I would again ask the Minister to stop turning out so many illiterates from our schools when he knows that the vast majority should be attending school still after 14 or 15 but are discouraged from doing so because of the necessity to do everything through the medium of the Irish language. As I said earlier, speaking from personal experience, I am amazed at the ignorance of children nowadays.

Last year, I drew attention to the fact that there was still a great scarcity of schools in the built-up areas, particularly in Dublin. While I agree great work has been done, nevertheless large numbers of Dublin parents still have to send their children to schools in the centre of the city and while I am aware there are school buses at cheap fares, a large number of children cannot avail of them because they do not go anywhere near the schools.

Then we come to the question of finances.

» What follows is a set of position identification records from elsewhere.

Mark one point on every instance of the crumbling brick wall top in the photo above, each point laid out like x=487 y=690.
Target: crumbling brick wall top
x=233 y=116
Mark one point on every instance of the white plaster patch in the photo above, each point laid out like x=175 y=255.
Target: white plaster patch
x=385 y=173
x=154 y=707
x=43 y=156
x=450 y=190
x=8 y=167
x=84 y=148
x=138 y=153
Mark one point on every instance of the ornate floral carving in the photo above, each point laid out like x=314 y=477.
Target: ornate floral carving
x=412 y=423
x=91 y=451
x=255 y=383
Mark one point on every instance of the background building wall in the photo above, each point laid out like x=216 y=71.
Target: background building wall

The Minister should use his good offices with C.I.E. to see that children are not stopped from attending schools because they lack the few pence. I know that children fail to attend school sometimes because their parents have not got the couple of pence, particularly during the lean part of the week. In my opinion, the fact that the parents have not got the few necessary pence should not be allowed to stop children attending school. Children ought to be able to travel for a penny. During the year, I asked a supplementary question on the matter of corporal punishment in schools. The case I mentioned was of a girl of eight years of age, a quiet mannerly girl, who got a box on the jaw because when another girl's name was called in Irish by the teacher, she answered. There were no grounds whatsoever for boxing that little girl on the jaw. I can understand Deputy Lindsay's point that many children are bold and deserve to be punished but here and there you get a teacher who has a sadistic touch in his or her make-up and who likes to box people around. I hope the Minister will watch out for that sort of teacher.

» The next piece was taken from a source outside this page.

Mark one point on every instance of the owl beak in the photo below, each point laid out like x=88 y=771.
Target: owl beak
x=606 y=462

That brings me to the point made by Deputy Lindsay, that some teachers are not in the business because of their love of it but because of the money. It is not their natural vocation. I agree that happens. I know teachers who are engaged in business to such an extent that they are more interested in business than in the vocation of teaching. Possibly that type of teacher would be irritable and too free with his hands. If he were naturally inclined towards the vocation of teaching, probably he would have understanding and would not inflict punishment except where it was desirable. In the particular case I mentioned, there was no justification.

All of us have bees in our bonnets about some matters affecting various Departments and this is the bee in my bonnet—the lack of physical training in our schools.

Progress reported; Committee to sit again.